I was talking with a colleague the other day and he asked, “So Hanback, when’s your next trip over my man?”

“Over where?”

“To Africa man!” he roared.

I explained that I had never been to Africa, and had never really wanted to go all that much. He looked at me like I was the village idiot.

“Ah, there is nothing like it,” he opined, a touch of British high-brow creeping into his Yankee voice. “I was bitten by the bug several years ago and I hardly want to hunt anywhere else.”

I was talking with another man who went over and shot his first elephant. With his eyes welling up he told me how he’d dropped the magnificent beast with a brain shot at 20 yards, and that it was “a life-changing experience.”

Always one to ask deep and poignant questions I blurted, “Did the ground shake when he went down?”

“Ah, yes,” he replied, almost sobbing now, speaking some Brit too. I find it strange that people start talking like that when they come back from Africa.

From what I understand one fascination with Africa is largely economic.

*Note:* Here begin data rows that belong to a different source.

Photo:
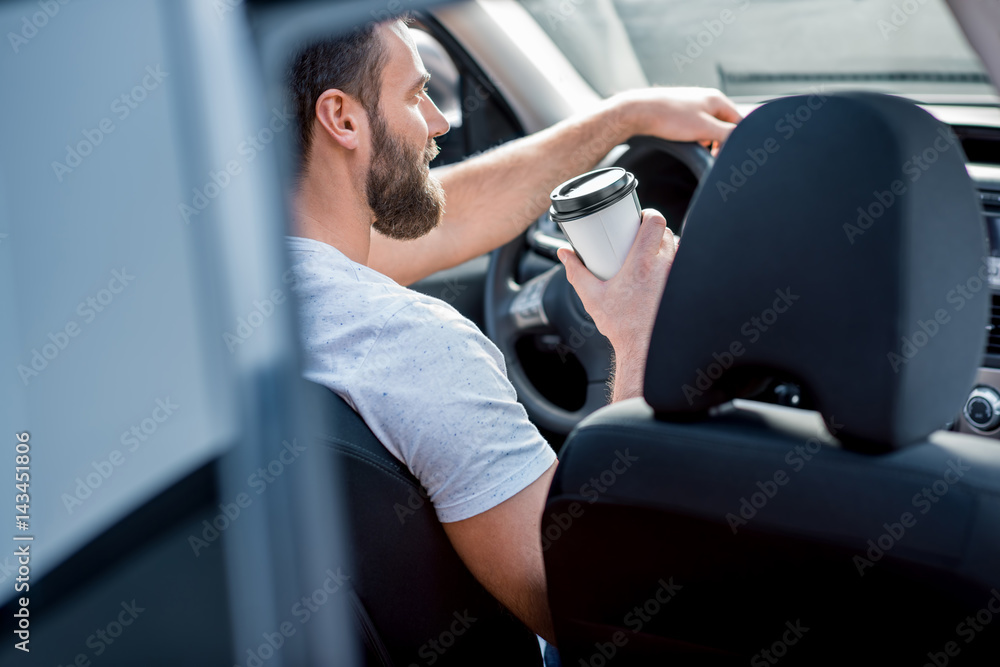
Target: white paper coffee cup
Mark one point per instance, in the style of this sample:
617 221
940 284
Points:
600 215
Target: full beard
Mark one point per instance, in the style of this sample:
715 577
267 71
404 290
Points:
406 201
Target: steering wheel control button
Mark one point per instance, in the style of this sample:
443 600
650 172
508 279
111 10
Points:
982 410
527 308
599 213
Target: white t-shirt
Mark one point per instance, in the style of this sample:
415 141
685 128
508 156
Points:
428 383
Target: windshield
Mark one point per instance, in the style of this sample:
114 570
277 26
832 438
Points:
763 48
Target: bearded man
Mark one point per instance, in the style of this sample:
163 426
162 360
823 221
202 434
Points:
370 218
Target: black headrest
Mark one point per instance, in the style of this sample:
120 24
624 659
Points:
837 242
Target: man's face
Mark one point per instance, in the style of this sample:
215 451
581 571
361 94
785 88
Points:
407 202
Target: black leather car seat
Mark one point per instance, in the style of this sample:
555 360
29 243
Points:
824 248
416 601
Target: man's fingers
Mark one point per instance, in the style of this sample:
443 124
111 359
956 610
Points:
577 274
724 109
717 130
650 236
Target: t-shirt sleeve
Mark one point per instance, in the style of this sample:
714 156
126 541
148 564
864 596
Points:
434 391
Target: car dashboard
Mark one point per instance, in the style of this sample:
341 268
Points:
668 181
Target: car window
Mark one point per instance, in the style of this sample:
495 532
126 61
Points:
764 48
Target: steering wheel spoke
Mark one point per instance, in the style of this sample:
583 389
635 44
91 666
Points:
547 304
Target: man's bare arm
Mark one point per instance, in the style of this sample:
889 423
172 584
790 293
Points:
624 308
495 196
502 547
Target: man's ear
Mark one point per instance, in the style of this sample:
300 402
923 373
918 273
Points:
339 116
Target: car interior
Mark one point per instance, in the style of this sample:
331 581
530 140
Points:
812 476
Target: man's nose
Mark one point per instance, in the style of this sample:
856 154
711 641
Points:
437 124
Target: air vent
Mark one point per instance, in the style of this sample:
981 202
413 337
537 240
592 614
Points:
981 144
993 340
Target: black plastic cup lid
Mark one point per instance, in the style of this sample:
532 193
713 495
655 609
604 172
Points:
590 192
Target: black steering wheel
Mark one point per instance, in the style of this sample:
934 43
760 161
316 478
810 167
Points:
548 304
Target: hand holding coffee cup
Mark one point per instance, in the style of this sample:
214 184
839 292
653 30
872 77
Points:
599 213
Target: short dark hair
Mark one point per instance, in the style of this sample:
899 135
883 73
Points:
352 63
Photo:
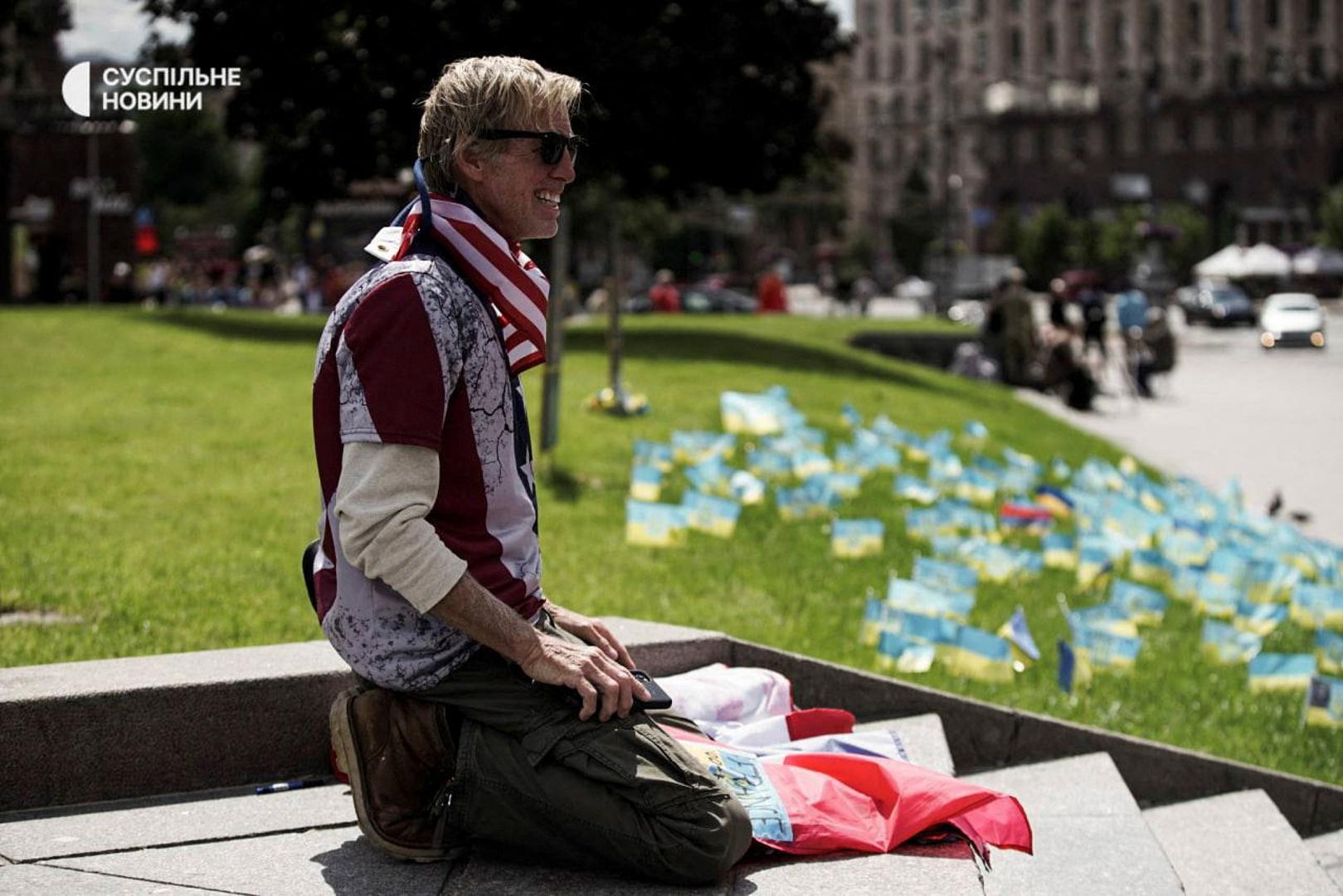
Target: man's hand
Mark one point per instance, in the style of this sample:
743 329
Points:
591 631
588 670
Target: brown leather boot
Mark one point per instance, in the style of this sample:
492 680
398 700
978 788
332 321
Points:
399 755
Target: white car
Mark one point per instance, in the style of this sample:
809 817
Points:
1292 319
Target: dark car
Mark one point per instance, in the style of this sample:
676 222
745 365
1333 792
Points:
1217 305
701 299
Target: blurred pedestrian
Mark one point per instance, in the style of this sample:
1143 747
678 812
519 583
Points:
1058 304
1093 320
771 296
1019 331
863 290
664 296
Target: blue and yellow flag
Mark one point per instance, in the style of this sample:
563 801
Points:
1329 650
926 599
978 655
1143 605
1282 672
1318 605
709 514
655 525
947 577
904 655
653 455
1260 618
1224 642
1019 635
856 538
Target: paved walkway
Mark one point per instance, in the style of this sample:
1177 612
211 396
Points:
1271 419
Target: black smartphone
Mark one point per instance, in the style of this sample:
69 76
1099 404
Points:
659 699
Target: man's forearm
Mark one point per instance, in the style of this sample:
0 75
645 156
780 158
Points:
473 610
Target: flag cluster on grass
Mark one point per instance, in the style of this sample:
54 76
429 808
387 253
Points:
1130 542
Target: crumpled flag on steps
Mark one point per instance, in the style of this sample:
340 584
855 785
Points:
837 790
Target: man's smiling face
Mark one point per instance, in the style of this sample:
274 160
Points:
518 192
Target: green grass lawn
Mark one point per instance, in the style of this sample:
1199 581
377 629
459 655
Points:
158 481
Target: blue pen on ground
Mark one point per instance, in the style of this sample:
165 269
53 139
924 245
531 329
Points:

They tell me you can hunt Africa for a week or 2 cheaper than you can go to Alaska, which I consider the world’s top hunting destination (been there 6 times for sheep, moose, etc.). But I bet they are leaving out all the taxidermy bills and especially the trans-oceanic travel and shipping fees.

If this deer-hunting redneck ever goes, what would I shoot? Not an elephant or a zebra or a giraffe or a leopard. I have only marginal interest in a buffalo. I’d probably carry my .30-06 or 7mm RUM and whack some plains game like kudu and impala with 150- to 180-grain bullets. I guess that would be fun.

Okay, now fast forward to August 2023, when my TV producer Mike Baker, a veteran videographer who has been to many African countries many times, talked me into going over to South Africa. Baker, two camera guys and I loaded into a United plane and somehow endured the 16-hour flight… And then a 5-hour drive to camp, where we spent a glorious 9 days watching wildlife, toasting each day’s amazing sunset and enjoying the wonderful people of South Africa, especially my new friend and our PH George Potgeiter, who owns and operates Schoongezicht Safaris.

Long story short, I was all wrong about going to Africa, and disappointed in myself for waiting so long until I did it. I shot 5 animals, the “Big Deer Big 5,” and we are in the process of editing 3 wonderful episodes, a special South African trifecta that will air on this summer on the new season of Big Deer TV on Sportsman Channel.

I hope you’ll watch the shows; for now, a few takeaways from my first safari:

  • I did carry my .30-06 (CZ Model 600 topped w/Trijicon Huron 3X-9X scope) and shoot 180-grain bullets (Hornady SST) like I said I would in the old blog. With it I shot a kudu, blue wildebeest (Poor Man’s Buffalo) and an Oryz.
  • I used my new favorite cartridge and rifle—CZ 600 in 6.5 PRC–and shot an impala and a very cool animal called a blesbok with Hornady 140-grain loads.
  • I still have no interest in shooting an elephant or a zebra; we saw a lot of the latter, and what beautiful and wonderfully spooky, stallion-like game.
  • Yes, a safari in South Africa is a GREAT deal, you can shoot 3 or 4 plains game animals for what it costs (or less) to hunt a mule deer or elk in some areas. (I paid 8K for one whitetail hunt last season, I never could have imagined a deer hunt costing that much.)
  • Baker and I are talking about going back with PH George and hunting a cape buffalo soon!
  • I loved everything about my first trip to Africa, but I didn’t come back with a British accent.